Folding Furniture Part 2– X-Frame Folding Tables

This post was originally published on internationalroutier.wordpress.com on November 21, 2011


To quote the V&A, “Folding tables, due to their versatility and ingenious design which allowed them to be easily moved, were extremely popular items of furniture, but rarely survive.” The few surviving examples broadly fall in to three different groups. The first is an X-frame, much like a larger version of the folding stool in the previous post, with a wooden top. The second, often called Spanish tables due to the theoretical (possibly mythical) introduction of the type into England from tables found in the wrecks of the Armada in the 16th century, is much like a trestle table with the trestles hinged to the top and the stretchers replaced with wooden diagonal braces. The third type is the chair-table, I’ll cover both styles in later posts.

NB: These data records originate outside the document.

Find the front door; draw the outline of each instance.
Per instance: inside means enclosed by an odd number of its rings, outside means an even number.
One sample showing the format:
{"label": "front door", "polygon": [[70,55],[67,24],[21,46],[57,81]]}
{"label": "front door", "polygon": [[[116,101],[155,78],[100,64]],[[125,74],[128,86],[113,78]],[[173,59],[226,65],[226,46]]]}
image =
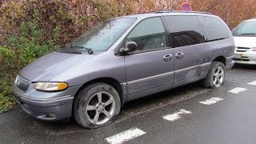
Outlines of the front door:
{"label": "front door", "polygon": [[166,16],[171,47],[174,48],[174,84],[197,80],[206,50],[198,16]]}
{"label": "front door", "polygon": [[125,42],[137,43],[138,50],[125,56],[127,100],[171,87],[174,80],[173,50],[166,46],[166,33],[161,18],[142,21]]}

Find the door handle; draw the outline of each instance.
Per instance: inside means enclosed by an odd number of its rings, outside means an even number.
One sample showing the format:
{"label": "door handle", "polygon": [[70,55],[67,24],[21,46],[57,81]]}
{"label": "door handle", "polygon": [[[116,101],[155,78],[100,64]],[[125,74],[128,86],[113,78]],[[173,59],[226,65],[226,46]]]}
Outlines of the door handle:
{"label": "door handle", "polygon": [[166,54],[163,56],[163,61],[170,61],[172,59],[172,55],[171,54]]}
{"label": "door handle", "polygon": [[175,54],[175,57],[176,57],[177,58],[183,58],[183,56],[184,56],[184,54],[182,53],[182,52],[177,53],[177,54]]}

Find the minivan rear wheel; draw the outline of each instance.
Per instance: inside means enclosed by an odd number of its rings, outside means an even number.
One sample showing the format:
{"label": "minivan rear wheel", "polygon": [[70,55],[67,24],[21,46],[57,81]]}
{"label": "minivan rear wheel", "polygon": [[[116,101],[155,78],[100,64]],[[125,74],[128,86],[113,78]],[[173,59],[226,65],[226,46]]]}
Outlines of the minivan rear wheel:
{"label": "minivan rear wheel", "polygon": [[117,90],[108,84],[98,82],[79,92],[74,102],[74,116],[79,125],[94,129],[113,122],[120,108]]}
{"label": "minivan rear wheel", "polygon": [[206,88],[214,88],[224,83],[226,76],[226,67],[222,62],[214,61],[210,65],[208,74],[203,81]]}

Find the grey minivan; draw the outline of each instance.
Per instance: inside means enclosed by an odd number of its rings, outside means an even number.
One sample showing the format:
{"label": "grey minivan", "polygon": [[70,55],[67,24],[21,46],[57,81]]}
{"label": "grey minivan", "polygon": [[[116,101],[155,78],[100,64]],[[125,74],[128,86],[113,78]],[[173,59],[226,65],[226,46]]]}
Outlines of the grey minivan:
{"label": "grey minivan", "polygon": [[114,122],[129,101],[202,80],[218,87],[234,66],[233,36],[218,17],[157,11],[114,18],[24,67],[13,93],[44,121],[86,128]]}

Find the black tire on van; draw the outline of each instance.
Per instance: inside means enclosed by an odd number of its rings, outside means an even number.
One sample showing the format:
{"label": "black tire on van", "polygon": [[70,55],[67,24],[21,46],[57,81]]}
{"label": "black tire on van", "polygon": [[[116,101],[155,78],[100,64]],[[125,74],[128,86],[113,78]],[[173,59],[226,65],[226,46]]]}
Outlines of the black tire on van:
{"label": "black tire on van", "polygon": [[79,92],[74,102],[76,122],[88,129],[99,128],[112,123],[121,109],[120,97],[111,86],[98,82]]}
{"label": "black tire on van", "polygon": [[208,74],[203,80],[203,86],[206,88],[215,88],[222,86],[225,82],[226,66],[218,61],[214,61],[210,66]]}

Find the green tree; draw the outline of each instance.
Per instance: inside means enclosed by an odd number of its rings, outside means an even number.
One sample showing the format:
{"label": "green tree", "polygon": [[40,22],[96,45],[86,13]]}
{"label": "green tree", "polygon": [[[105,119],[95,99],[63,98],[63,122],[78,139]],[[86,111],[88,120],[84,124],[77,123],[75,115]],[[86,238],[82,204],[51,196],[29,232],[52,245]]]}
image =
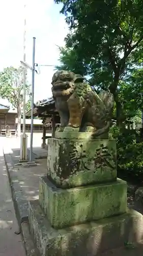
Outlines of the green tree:
{"label": "green tree", "polygon": [[55,67],[58,70],[69,70],[76,74],[86,75],[88,73],[88,65],[80,59],[76,51],[72,48],[59,47],[61,65]]}
{"label": "green tree", "polygon": [[[22,68],[13,67],[4,69],[0,72],[0,96],[7,99],[17,109],[18,118],[18,134],[21,133],[21,103],[23,94]],[[29,94],[29,86],[26,84],[26,94]]]}
{"label": "green tree", "polygon": [[142,0],[54,0],[63,3],[70,32],[66,46],[88,65],[98,87],[113,93],[119,124],[122,112],[119,82],[127,63],[142,61]]}

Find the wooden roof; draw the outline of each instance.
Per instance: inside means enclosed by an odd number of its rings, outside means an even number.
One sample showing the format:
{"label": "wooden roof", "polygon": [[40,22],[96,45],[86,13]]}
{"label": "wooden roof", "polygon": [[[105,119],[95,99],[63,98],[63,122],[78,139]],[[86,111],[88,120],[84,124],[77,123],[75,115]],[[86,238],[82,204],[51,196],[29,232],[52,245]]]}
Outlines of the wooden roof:
{"label": "wooden roof", "polygon": [[[33,116],[43,118],[51,118],[53,114],[55,116],[57,123],[60,122],[59,114],[55,108],[55,101],[53,97],[46,100],[39,101],[34,104]],[[31,111],[26,113],[27,118],[31,117]]]}

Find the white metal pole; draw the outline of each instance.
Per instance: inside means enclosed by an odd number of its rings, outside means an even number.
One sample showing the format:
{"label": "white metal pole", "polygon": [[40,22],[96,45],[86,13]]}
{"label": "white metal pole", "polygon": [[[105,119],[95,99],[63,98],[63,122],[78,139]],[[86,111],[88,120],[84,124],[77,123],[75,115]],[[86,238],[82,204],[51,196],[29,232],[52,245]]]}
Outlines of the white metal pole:
{"label": "white metal pole", "polygon": [[[26,14],[25,14],[26,5],[24,5],[24,28],[23,36],[23,61],[26,61],[25,53],[25,37],[26,37]],[[23,138],[25,138],[25,84],[26,84],[26,69],[23,68]]]}
{"label": "white metal pole", "polygon": [[35,79],[35,37],[33,37],[33,62],[32,62],[32,87],[31,97],[31,145],[30,152],[30,161],[33,160],[33,109],[34,95],[34,79]]}
{"label": "white metal pole", "polygon": [[[23,61],[25,61],[25,40],[26,40],[26,4],[24,4],[24,33],[23,33]],[[21,135],[21,145],[20,145],[20,160],[27,161],[27,136],[25,134],[25,87],[26,87],[26,71],[25,67],[23,68],[23,124],[22,124],[22,135]]]}

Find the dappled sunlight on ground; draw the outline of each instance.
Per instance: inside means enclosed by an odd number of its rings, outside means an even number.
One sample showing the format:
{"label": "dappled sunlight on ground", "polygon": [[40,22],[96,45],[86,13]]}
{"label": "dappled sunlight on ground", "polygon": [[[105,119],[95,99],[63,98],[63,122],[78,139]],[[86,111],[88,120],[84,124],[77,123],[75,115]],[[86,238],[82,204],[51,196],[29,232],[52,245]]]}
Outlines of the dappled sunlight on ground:
{"label": "dappled sunlight on ground", "polygon": [[2,147],[3,141],[1,141],[1,142],[0,256],[25,256],[21,235],[17,235],[15,233],[19,230],[19,227],[5,166]]}

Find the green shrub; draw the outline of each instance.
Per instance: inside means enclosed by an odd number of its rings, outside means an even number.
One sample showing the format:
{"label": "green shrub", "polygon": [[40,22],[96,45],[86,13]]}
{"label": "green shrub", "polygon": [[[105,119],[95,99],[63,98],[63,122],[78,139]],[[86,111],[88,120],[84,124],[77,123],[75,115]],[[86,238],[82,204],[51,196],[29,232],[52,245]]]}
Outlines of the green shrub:
{"label": "green shrub", "polygon": [[120,130],[112,126],[110,138],[117,139],[118,174],[120,178],[135,182],[143,180],[143,142],[135,130]]}

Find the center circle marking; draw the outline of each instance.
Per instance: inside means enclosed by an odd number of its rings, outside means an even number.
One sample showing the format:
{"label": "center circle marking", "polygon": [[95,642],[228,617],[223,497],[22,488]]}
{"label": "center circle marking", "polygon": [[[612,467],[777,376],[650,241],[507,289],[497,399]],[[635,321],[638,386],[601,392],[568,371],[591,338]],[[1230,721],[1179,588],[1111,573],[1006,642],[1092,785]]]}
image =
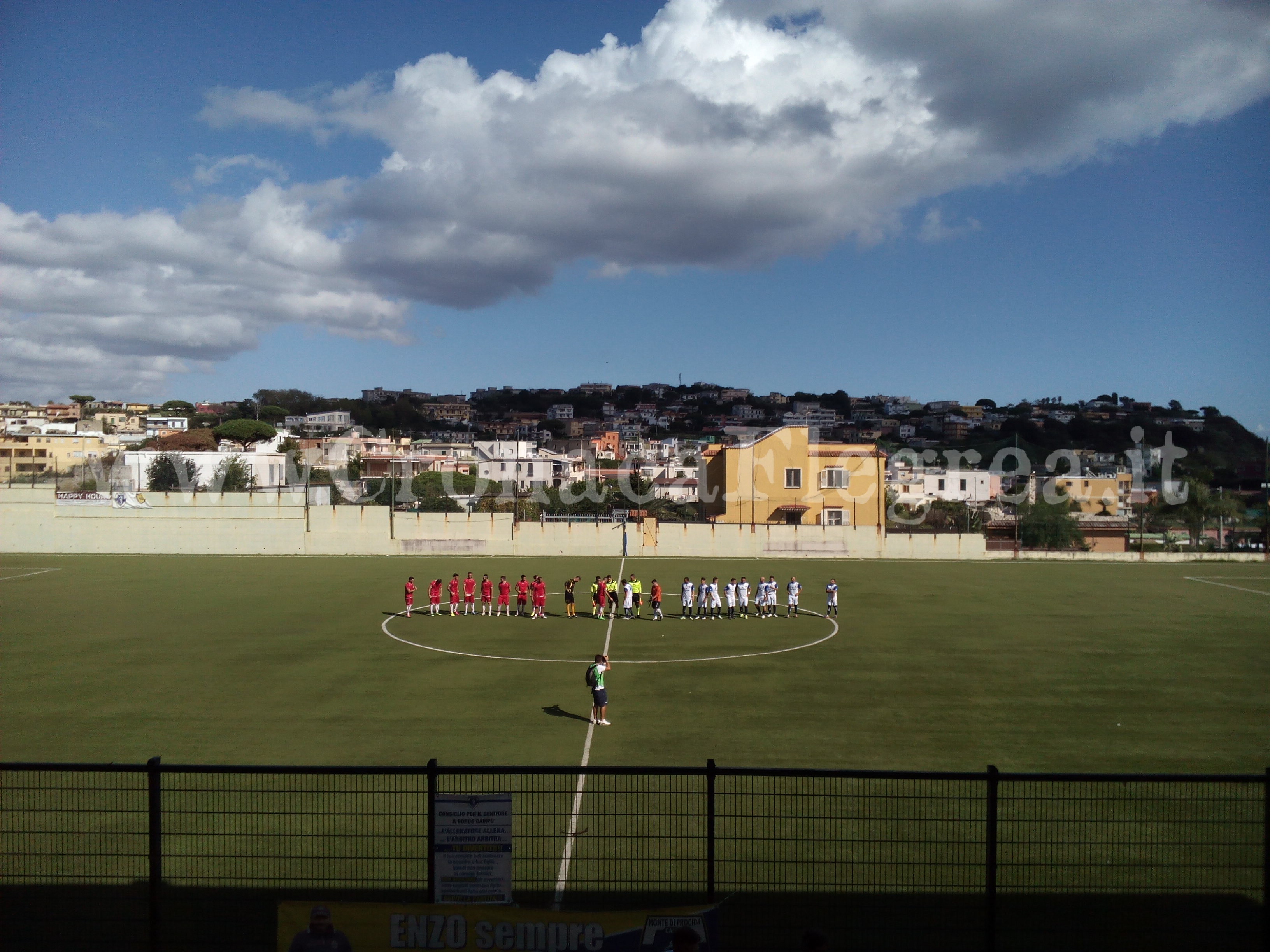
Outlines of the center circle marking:
{"label": "center circle marking", "polygon": [[[805,647],[815,647],[817,645],[823,645],[826,641],[828,641],[829,638],[834,637],[838,633],[838,622],[836,618],[827,618],[819,612],[812,612],[806,609],[799,609],[799,613],[812,614],[815,616],[817,618],[824,618],[824,621],[829,622],[829,625],[833,626],[833,631],[831,631],[823,638],[817,638],[815,641],[808,641],[805,645],[779,647],[773,649],[772,651],[747,651],[739,655],[715,655],[711,658],[665,658],[665,659],[646,660],[646,661],[621,661],[618,659],[618,661],[620,664],[690,664],[692,661],[730,661],[735,658],[762,658],[765,655],[784,655],[789,651],[801,651]],[[380,626],[380,628],[384,631],[385,635],[387,635],[394,641],[400,641],[403,645],[410,645],[411,647],[422,647],[425,651],[437,651],[442,655],[460,655],[462,658],[481,658],[489,661],[538,661],[542,664],[589,664],[593,660],[592,658],[513,658],[511,655],[480,655],[474,651],[453,651],[452,649],[447,647],[423,645],[418,641],[410,641],[409,638],[399,637],[394,635],[391,631],[389,631],[389,622],[391,622],[394,618],[401,618],[404,614],[405,612],[395,612],[394,614],[384,619],[384,623]],[[474,617],[480,617],[480,616],[474,616]],[[612,621],[613,619],[610,619],[610,623],[612,623]]]}

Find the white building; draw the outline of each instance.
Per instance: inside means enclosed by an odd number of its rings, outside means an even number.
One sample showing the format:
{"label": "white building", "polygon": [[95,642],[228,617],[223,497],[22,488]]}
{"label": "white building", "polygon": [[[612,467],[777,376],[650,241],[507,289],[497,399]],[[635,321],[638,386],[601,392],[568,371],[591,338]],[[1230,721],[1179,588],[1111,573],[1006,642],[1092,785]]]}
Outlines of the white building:
{"label": "white building", "polygon": [[[130,449],[123,453],[123,466],[133,480],[138,491],[150,489],[150,477],[146,470],[155,457],[161,456],[156,449]],[[287,458],[282,453],[187,453],[180,456],[193,459],[196,472],[194,481],[201,489],[215,490],[216,470],[230,457],[239,457],[255,477],[255,485],[262,489],[282,486],[287,481]]]}
{"label": "white building", "polygon": [[353,425],[353,415],[347,410],[324,410],[304,416],[287,416],[287,429],[305,429],[316,433],[342,433]]}
{"label": "white building", "polygon": [[189,429],[189,420],[184,416],[147,416],[146,438],[166,437],[174,430]]}
{"label": "white building", "polygon": [[491,439],[472,443],[476,476],[511,482],[518,489],[560,486],[575,479],[577,462],[564,453],[540,449],[536,440]]}
{"label": "white building", "polygon": [[908,470],[886,473],[895,501],[912,505],[931,499],[949,503],[991,503],[1001,494],[1001,475],[987,470]]}

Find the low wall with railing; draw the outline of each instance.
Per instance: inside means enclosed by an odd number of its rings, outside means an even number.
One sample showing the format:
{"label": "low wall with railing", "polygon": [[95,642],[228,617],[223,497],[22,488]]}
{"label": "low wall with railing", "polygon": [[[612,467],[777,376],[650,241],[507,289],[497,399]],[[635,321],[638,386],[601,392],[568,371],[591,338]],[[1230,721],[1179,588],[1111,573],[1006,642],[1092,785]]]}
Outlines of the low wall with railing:
{"label": "low wall with railing", "polygon": [[1265,774],[156,758],[0,764],[0,779],[6,948],[90,934],[94,948],[264,949],[282,897],[427,901],[438,793],[512,795],[522,905],[718,901],[723,948],[791,947],[808,924],[833,948],[1270,938]]}
{"label": "low wall with railing", "polygon": [[[136,555],[489,555],[682,559],[1013,559],[978,533],[874,526],[603,520],[516,522],[511,513],[403,513],[306,505],[304,493],[142,493],[58,498],[52,485],[0,486],[0,552]],[[1021,559],[1137,561],[1137,553],[1034,552]],[[1261,560],[1147,553],[1146,561]]]}

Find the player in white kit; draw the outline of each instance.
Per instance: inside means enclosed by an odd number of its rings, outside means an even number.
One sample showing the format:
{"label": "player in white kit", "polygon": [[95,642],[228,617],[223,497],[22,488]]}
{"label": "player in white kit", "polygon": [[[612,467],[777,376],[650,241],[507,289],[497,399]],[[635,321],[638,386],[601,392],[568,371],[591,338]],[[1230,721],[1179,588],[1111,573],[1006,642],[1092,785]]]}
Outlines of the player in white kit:
{"label": "player in white kit", "polygon": [[790,575],[789,585],[785,586],[785,593],[789,598],[789,604],[785,608],[786,618],[790,617],[798,618],[798,597],[801,590],[803,590],[803,584],[798,580],[796,576]]}

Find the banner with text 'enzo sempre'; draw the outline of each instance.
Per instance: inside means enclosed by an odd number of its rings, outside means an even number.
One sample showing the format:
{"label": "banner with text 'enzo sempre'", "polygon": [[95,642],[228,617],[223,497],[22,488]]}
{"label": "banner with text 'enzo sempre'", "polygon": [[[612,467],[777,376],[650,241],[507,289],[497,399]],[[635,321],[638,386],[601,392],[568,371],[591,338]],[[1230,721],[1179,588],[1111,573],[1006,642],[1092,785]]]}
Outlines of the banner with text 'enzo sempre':
{"label": "banner with text 'enzo sempre'", "polygon": [[278,952],[667,952],[682,928],[701,938],[701,952],[718,947],[715,906],[564,913],[503,905],[278,902]]}

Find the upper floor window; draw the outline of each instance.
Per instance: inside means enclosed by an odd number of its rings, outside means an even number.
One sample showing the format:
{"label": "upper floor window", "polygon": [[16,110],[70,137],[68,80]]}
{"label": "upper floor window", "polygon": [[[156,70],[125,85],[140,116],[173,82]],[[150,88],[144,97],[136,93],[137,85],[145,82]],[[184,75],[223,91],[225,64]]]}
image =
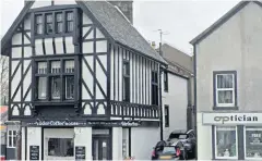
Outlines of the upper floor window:
{"label": "upper floor window", "polygon": [[43,15],[38,14],[35,16],[35,18],[36,18],[36,25],[35,25],[36,34],[40,35],[40,34],[43,34]]}
{"label": "upper floor window", "polygon": [[168,73],[164,71],[164,90],[168,91]]}
{"label": "upper floor window", "polygon": [[73,12],[67,12],[67,32],[73,32]]}
{"label": "upper floor window", "polygon": [[8,131],[8,147],[16,147],[16,131]]}
{"label": "upper floor window", "polygon": [[130,65],[129,61],[123,60],[123,101],[130,101]]}
{"label": "upper floor window", "polygon": [[72,33],[73,26],[74,12],[72,10],[37,13],[35,16],[37,35]]}
{"label": "upper floor window", "polygon": [[236,106],[236,72],[214,72],[215,107]]}
{"label": "upper floor window", "polygon": [[152,104],[158,106],[158,74],[157,74],[157,71],[152,71],[151,96],[152,96]]}
{"label": "upper floor window", "polygon": [[38,100],[73,99],[74,60],[37,62],[36,83]]}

Sixteenth century Italian folding table in the V&A Museum

There’s another, similar table from the Mary Rose (81A1708), and a rather excellent copy in-situ of an original in Stirling Castle (pictured below), showing a variation where the top is rotated 90° to the Italian and MR examples.

X-frame Table - Stirling Castle

Reproduction of an X-frame folding table in the Queen’s Inner Hall in Stirling Castle. It dates to about 1540.

I won’t dwell too long on this style because it has been done rather well here, and I feel it is probably a little early for us.